PythonEvaluation

EvaluatorRunner

Abstract base for evaluation runners.

S

Default:

TypeVar('S', str, Judge)

Abstract base for evaluation runners.

Concrete implementations handle either hosted (server-side) or local (in-process) scorer execution. The generic parameter S is str for hosted scorers or Judge for local scorers.

__init__()

def __init__(client, project_id, project_name):

Parameters

client

required

:

JudgmentSyncClient

project_id

required

:

Optional[str]

project_name

required

:

str


_build_payload()

Build the ExampleEvaluationRun payload for the evaluation.

def _build_payload(eval_id, project_id, eval_run_name, created_at, examples, scorers) -> ExampleEvaluationRun:

Parameters

eval_id

required

:

str

project_id

required

:

str

eval_run_name

required

:

str

created_at

required

:

str

examples

required

:

List[Example]

scorers

required

:

List[S]

Returns

ExampleEvaluationRun


_submit()

Run the evaluation and save the results to the server.
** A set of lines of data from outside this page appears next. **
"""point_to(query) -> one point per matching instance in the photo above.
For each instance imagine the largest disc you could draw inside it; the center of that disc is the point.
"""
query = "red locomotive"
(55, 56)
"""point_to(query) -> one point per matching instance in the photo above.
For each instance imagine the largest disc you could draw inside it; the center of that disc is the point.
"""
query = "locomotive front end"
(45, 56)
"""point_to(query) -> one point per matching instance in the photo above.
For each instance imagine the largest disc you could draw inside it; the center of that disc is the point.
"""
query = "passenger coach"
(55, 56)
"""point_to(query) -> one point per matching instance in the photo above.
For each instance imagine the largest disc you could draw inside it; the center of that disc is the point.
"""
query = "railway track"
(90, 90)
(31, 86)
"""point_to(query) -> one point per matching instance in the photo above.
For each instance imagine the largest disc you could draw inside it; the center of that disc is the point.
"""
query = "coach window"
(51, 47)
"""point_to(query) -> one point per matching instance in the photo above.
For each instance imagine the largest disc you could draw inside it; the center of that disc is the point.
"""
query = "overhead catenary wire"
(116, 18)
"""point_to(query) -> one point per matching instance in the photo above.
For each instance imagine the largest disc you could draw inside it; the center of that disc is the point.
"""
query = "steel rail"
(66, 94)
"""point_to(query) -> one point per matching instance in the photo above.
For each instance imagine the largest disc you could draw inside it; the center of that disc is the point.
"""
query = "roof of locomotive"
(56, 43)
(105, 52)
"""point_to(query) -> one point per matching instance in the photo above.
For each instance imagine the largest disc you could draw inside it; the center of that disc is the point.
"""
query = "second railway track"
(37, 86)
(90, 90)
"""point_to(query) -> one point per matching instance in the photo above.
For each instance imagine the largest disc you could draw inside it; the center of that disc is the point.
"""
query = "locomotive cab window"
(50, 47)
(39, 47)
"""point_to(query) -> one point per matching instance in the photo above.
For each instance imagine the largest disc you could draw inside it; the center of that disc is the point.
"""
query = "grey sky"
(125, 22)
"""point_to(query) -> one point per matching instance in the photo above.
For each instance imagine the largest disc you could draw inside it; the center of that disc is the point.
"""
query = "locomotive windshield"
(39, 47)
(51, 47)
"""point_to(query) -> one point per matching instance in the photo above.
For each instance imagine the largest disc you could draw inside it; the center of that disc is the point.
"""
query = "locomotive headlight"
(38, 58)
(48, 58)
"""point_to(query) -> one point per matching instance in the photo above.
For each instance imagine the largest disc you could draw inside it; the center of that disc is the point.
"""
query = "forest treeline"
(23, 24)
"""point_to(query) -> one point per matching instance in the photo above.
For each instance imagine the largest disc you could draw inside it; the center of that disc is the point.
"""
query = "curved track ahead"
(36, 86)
Returns the number of unique examples to expect results for.

def _submit(console, project_id, eval_id, examples, scorers, payload, progress) -> int:

Parameters

console

required

:

Console

project_id

required

:

str

eval_id

required

:

str

examples

required

:

List[Example]

scorers

required

:

List[S]

payload

required

:

ExampleEvaluationRun

progress

required

:

Progress

Returns

int


_poll()

Poll the server for the results of the evaluation.
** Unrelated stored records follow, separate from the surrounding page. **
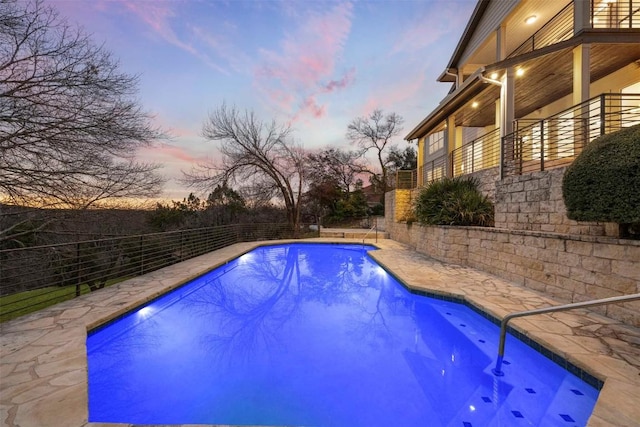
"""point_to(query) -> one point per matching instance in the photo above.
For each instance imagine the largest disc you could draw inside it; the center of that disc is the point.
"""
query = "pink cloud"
(342, 83)
(172, 152)
(396, 93)
(158, 16)
(435, 24)
(305, 62)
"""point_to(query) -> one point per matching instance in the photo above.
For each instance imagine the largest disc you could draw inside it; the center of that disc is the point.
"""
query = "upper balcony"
(531, 25)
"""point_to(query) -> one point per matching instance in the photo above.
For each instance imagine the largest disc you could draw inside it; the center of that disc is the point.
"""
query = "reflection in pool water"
(318, 335)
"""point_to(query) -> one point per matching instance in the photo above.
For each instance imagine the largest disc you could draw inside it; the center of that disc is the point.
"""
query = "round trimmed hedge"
(603, 183)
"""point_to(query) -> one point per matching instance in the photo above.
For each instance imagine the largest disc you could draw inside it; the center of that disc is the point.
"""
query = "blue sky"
(313, 64)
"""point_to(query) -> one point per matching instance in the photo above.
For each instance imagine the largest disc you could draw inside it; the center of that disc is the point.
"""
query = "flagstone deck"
(43, 366)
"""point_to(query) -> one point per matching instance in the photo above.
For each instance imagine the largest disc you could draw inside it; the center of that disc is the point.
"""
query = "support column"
(581, 82)
(507, 111)
(450, 143)
(581, 73)
(507, 102)
(501, 43)
(581, 15)
(421, 147)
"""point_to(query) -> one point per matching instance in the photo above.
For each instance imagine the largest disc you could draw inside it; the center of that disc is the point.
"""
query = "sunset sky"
(316, 65)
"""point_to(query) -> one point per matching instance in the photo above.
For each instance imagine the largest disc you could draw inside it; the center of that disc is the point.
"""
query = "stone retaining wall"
(533, 201)
(570, 268)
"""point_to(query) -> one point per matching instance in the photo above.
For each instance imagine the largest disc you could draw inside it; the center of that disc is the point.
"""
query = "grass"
(21, 303)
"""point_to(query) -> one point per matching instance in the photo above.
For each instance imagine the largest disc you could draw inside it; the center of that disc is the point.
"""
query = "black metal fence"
(35, 277)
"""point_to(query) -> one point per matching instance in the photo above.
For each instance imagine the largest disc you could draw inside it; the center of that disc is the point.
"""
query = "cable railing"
(35, 277)
(615, 14)
(478, 154)
(557, 140)
(559, 28)
(432, 170)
def _poll(console, project_id, eval_id, expected_count, timeout_seconds, progress) -> tuple[list[ExperimentRunItem], str]:

Parameters

console

required

:

Console

project_id

required

:

str

eval_id

required

:

str

expected_count

required

:

int

timeout_seconds

required

:

int

progress

required

:

Progress

Returns

tuple[list[ExperimentRunItem], str]


_display_results()

Display the results of the evaluation.

def _display_results(console, examples, results_data, url, assert_test) -> List[ScoringResult]:

Parameters

console

required

:

Console

examples

required

:

List[Example]

results_data

required

:

List[ExperimentRunItem]

url

required

:

str

assert_test

required

:

bool

Returns

List[ScoringResult]


run()

Execute an evaluation run and return results.
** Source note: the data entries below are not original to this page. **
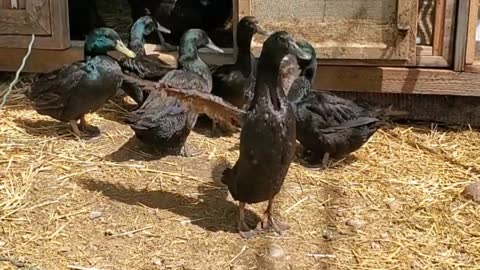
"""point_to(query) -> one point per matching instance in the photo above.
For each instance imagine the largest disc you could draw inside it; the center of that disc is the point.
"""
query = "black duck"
(143, 65)
(69, 93)
(267, 139)
(162, 121)
(181, 15)
(83, 18)
(233, 82)
(328, 125)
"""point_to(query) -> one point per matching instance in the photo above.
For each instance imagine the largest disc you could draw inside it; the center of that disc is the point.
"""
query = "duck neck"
(91, 50)
(137, 40)
(267, 83)
(190, 61)
(244, 56)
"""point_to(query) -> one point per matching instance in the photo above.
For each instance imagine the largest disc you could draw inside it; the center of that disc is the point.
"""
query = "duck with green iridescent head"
(162, 122)
(67, 94)
(143, 66)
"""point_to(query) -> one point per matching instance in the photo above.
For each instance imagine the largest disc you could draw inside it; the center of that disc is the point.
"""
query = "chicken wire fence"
(349, 21)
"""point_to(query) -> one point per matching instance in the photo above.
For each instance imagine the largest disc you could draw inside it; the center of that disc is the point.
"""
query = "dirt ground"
(110, 204)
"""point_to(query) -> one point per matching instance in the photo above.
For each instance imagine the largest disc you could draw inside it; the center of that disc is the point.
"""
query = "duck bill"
(297, 51)
(213, 47)
(123, 49)
(260, 30)
(163, 29)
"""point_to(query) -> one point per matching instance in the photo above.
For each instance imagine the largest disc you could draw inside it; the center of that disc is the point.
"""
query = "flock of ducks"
(270, 99)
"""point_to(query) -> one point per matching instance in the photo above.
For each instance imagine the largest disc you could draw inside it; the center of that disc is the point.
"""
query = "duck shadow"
(48, 128)
(136, 150)
(116, 109)
(204, 127)
(210, 210)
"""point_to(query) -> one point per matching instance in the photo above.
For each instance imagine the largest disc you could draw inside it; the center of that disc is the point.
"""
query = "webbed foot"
(91, 131)
(269, 224)
(189, 151)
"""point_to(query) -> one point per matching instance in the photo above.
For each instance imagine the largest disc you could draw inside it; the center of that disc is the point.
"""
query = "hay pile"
(105, 204)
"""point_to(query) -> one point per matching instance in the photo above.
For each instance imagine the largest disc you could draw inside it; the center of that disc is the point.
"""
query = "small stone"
(328, 234)
(394, 204)
(375, 245)
(472, 192)
(276, 251)
(157, 261)
(356, 223)
(95, 215)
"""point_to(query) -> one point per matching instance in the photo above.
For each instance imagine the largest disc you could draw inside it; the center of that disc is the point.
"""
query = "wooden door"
(47, 19)
(361, 30)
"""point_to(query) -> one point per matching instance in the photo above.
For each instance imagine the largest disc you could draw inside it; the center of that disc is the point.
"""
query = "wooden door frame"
(440, 54)
(58, 38)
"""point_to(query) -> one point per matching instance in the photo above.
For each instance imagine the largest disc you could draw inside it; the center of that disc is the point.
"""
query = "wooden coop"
(423, 47)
def run(examples, scorers, eval_run_name, assert_test=False, timeout_seconds=300) -> typing.List:

Parameters

examples

required

:

List[Example]

Examples to evaluate.

scorers

required

:

List[S]

Scorers to run (strings or Judge instances).

eval_run_name

required

:

str

Name for this evaluation run.

assert_test

:

bool

When True, raises AssertionError if any scorer fails its threshold.

Default:

False

timeout_seconds

:

int

Maximum time to wait for results.

Default:

300

Returns

typing.List - A list of ScoringResult objects, one per example.